Navarretia intertexta is a species of flowering plant in the phlox family, known by the common name needleleaf pincushionplant.

It is native to western North America, including most of the western United States and extending into the Midwest. It grows in a variety of habitat types, including moist meadows and vernal pools.

It is a hairy annual herb growing up to about 28 centimeters long, growing erect or spreading wider than tall. The leaves are divided into many needlelike lobes. The inflorescence is a head of flowers lined with leaflike bracts with needle-shaped lobes, and often with a coat of dense hairs.

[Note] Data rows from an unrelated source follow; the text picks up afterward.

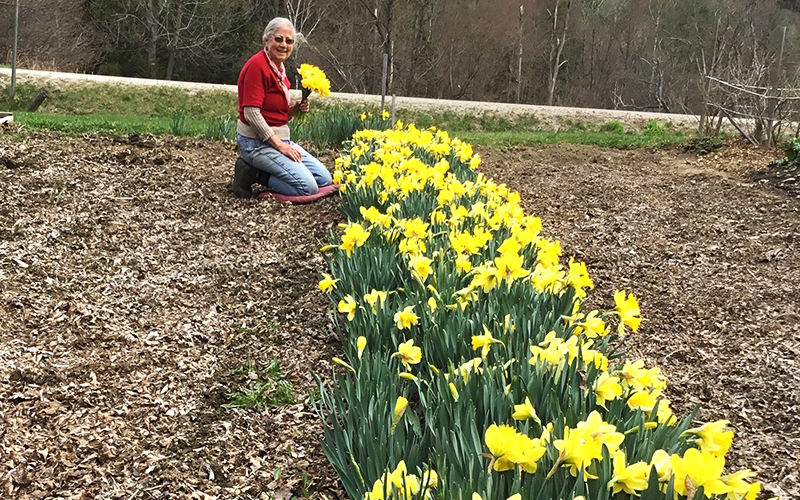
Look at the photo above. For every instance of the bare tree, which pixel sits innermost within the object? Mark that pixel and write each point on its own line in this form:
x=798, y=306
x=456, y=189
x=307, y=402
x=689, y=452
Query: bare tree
x=558, y=38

The flowers are white to blue and tubular in shape.

==Taxonomy==
In 1833 botanist George Bentham described a new genus that he named Aegochloa, but it was later combined with Gilia. At the same time he described a new species which he named Aegochloa intertexta, that was then placed in Navarretia in 1837 by William Jackson Hooker. Together with its genus it is classified in the family Polemoniaceae and the species has two accepted subspecies.

- Navarretia intertexta subsp. intertexta – Native to the westernmost states and provinces
- Navarretia intertexta subsp. propinqua – Widespread from Pacific to the Rocky Mountains

 Navarretia intertexta has eight synonyms of the species or its two subspecies.

Table of Synonyms
| Name | Year | Rank | Synonym of: | Notes |
| Aegochloa intertexta Benth. | 1833 | species | N. intertexta | ≡ hom. |
| Gilia intertexta (Benth.) Steud. | 1840 | species | N. intertexta | ≡ hom. |
| Gilia propinqua (Suksd.) H.St.John | 1963 | species | subsp. propinqua | ≡ hom. |
| Navarretia intertexta var. alpina Brand | 1907 | variety | subsp. intertexta | = het. |
| Navarretia intertexta var. propinqua (Suksd.) Brand | 1907 | variety | subsp. propinqua | ≡ hom. |
| Navarretia minima var. intertexta (Benth.) B.Boivin | 1966 | variety | N. intertexta | ≡ hom. |
| Navarretia propinqua Suksd. | 1906 | species | subsp. propinqua | ≡ hom. |
| Navarretia stricta Howell | 1901 | species | subsp. intertexta | = het. |
Notes: ≡ homotypic synonym; = heterotypic synonym

==Range==
The needleleaf pincushionplant is native to western North America from western Canada to northwestern Mexico. In Canada it is recorded in British Columbia and Saskatchewan. In the US it grows in scattered locations in western North Dakota, South Dakota, and Nebraska. In the northwestern US it is also widely scattered in Montana, Wyoming, and Idaho, but becomes more widely reported to the west in Washington and Oregon. Precise locations for the species in Colorado and New Mexico are not recorded, but it is native to both states. Further west it is quite widespread in California and also grows in some areas of Nevada, Utah, and Arizona. Isolated native occurrences are reported for Ohio and Massachusetts, but the population from Wayne County, Tennessee is believed to be introduced. In Mexico it only is found in Baja California.